Nicole has been working at the intersection of art-making and community organizing for nearly thirty years. As a dance artist and educator, her work centers on the cultures and histories of the African diaspora and the ways in which the arts serve as a site of resistance and reclamation. She works in the mediums of choreography, performance, and writing. Through those means, she explores the intersections between personal, cultural, and political experiences to celebrate the complexities of black cultures and create platforms that cultivate community. As a leader, she brings her decades-long experience as a choreographer organizing people in time and space to lead alongside those she serves.

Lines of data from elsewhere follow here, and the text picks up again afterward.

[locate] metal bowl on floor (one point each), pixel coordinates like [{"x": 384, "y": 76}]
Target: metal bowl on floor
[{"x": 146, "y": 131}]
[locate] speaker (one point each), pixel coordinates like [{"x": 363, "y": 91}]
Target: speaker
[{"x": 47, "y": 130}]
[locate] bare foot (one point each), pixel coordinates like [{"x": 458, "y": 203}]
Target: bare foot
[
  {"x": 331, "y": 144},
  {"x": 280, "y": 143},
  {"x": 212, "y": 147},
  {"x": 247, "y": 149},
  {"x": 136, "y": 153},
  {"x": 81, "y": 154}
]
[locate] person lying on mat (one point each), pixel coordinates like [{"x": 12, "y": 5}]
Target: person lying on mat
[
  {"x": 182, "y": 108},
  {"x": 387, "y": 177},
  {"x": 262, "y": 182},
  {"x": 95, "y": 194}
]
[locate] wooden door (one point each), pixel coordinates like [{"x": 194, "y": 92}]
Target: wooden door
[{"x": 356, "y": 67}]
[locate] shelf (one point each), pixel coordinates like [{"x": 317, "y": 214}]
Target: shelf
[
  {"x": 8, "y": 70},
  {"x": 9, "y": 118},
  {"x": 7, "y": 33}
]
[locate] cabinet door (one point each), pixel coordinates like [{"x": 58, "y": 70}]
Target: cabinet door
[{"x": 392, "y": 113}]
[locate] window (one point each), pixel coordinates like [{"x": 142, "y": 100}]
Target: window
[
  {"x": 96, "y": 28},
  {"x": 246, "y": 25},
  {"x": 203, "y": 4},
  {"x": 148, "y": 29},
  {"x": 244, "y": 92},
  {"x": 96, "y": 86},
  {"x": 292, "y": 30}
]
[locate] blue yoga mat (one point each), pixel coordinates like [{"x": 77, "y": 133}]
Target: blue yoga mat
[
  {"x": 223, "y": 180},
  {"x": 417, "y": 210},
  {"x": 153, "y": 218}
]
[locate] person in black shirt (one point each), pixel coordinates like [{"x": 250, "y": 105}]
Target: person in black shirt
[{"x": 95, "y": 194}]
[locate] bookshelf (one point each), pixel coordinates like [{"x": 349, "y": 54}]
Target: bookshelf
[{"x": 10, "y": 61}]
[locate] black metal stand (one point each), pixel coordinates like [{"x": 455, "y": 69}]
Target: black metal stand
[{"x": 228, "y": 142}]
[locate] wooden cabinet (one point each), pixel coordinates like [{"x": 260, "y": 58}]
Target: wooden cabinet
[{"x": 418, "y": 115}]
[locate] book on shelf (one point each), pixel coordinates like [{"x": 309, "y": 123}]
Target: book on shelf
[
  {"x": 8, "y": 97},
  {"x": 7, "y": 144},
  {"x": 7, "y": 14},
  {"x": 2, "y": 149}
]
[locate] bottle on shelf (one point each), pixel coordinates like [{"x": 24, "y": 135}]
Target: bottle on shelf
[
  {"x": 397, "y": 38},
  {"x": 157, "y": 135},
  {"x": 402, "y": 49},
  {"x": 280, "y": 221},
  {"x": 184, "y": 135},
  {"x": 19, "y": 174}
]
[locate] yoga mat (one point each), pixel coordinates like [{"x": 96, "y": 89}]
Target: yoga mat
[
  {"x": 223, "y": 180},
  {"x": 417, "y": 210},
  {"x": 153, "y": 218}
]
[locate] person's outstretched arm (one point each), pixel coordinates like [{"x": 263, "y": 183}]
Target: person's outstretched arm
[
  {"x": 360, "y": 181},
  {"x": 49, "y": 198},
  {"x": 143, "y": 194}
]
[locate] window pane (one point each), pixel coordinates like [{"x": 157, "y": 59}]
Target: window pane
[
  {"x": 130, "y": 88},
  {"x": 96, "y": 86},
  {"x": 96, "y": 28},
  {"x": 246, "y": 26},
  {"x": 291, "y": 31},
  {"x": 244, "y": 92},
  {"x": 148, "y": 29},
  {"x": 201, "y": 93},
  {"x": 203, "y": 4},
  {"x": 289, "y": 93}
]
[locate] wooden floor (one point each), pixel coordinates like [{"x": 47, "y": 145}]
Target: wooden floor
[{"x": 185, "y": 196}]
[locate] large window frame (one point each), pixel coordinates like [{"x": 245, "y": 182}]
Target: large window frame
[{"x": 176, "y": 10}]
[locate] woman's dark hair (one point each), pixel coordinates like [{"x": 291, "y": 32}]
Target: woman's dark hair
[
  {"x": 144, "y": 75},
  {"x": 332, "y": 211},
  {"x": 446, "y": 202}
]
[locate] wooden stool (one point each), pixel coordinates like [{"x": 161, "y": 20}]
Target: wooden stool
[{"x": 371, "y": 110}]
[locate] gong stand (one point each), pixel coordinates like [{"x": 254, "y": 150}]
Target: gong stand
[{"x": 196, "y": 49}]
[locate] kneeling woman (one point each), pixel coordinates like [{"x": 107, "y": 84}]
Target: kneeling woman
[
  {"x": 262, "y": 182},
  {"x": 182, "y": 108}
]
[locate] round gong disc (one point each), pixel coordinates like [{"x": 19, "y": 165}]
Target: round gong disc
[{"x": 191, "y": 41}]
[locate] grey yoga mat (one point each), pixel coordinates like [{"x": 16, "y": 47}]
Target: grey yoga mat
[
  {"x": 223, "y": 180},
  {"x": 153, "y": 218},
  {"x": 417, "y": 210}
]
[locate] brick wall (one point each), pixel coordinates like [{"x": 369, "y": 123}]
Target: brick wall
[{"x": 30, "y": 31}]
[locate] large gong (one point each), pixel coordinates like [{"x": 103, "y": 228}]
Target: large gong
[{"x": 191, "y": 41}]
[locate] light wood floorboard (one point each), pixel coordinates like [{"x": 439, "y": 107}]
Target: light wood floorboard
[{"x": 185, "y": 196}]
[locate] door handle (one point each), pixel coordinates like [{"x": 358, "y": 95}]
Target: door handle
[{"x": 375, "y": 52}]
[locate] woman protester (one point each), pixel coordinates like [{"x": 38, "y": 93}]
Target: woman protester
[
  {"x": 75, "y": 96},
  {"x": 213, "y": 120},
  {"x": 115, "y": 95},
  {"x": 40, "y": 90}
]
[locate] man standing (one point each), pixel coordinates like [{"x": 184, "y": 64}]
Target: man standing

Her work emphasizes collaborative processes, which has brought her into creative connections with historians, scientists, anthropologists, musicians and media artists. Her choreography has been presented at venues such as The Black Arts Festival and Conference in Louisiana; Triskelion Arts in New York; the 92nd Street Y in New York; The Wesleyan University Center for the Arts in Connecticut; 9’x22’ Dance Lab in Minneapolis, The Katherine Hepburn Theater in Connecticut; Pro Danza Italia in Florence; the Wexner Center for the Arts in Ohio; and the Vern Riffe Center in Ohio amongst others. She danced with the Thoissane West African Dance Company & the Idrissa Dance Retrospective as well as performing in projects with artists like Bebe Miller, Irene Hultman, Victoria Uris, Katja Kolcio, Lisa Gonzales, Kristina Isabelle and Balinda Craig Quijada. She also worked with internationally noted theaters such as the San Francisco Mime Troop and In the Heart of the Beast Puppet and Mask Theatre, engaging performance as a liberatory practice that provides a voice for subaltern communities.
Her scholarship has been presented at conferences including the Congress on Research in Dance, the Society of Dance History Scholars, and the National Association of Dance Educators. Nicole is committed to leadership, service and life long learning. As such, she is a member of numerous arts advocacy organizations, is on the board of the Wesleyan University Press and has served on the boards of Earth Dance and OhioDance. In 2003 she was an Emerging Leadership Fellow with the Jefferson Center in Columbus, Ohio and in 2014 she was a Fellow with the Wesleyan University College of the Environment Think Tank. In 2016 she participated in the Urban Bush Women Summer Leadership Institute, with the members of Urban Bush Women Dance Company and the People’s Institute for Survival and Beyond, feeding her passion for undoing racism through the power of dance and community making.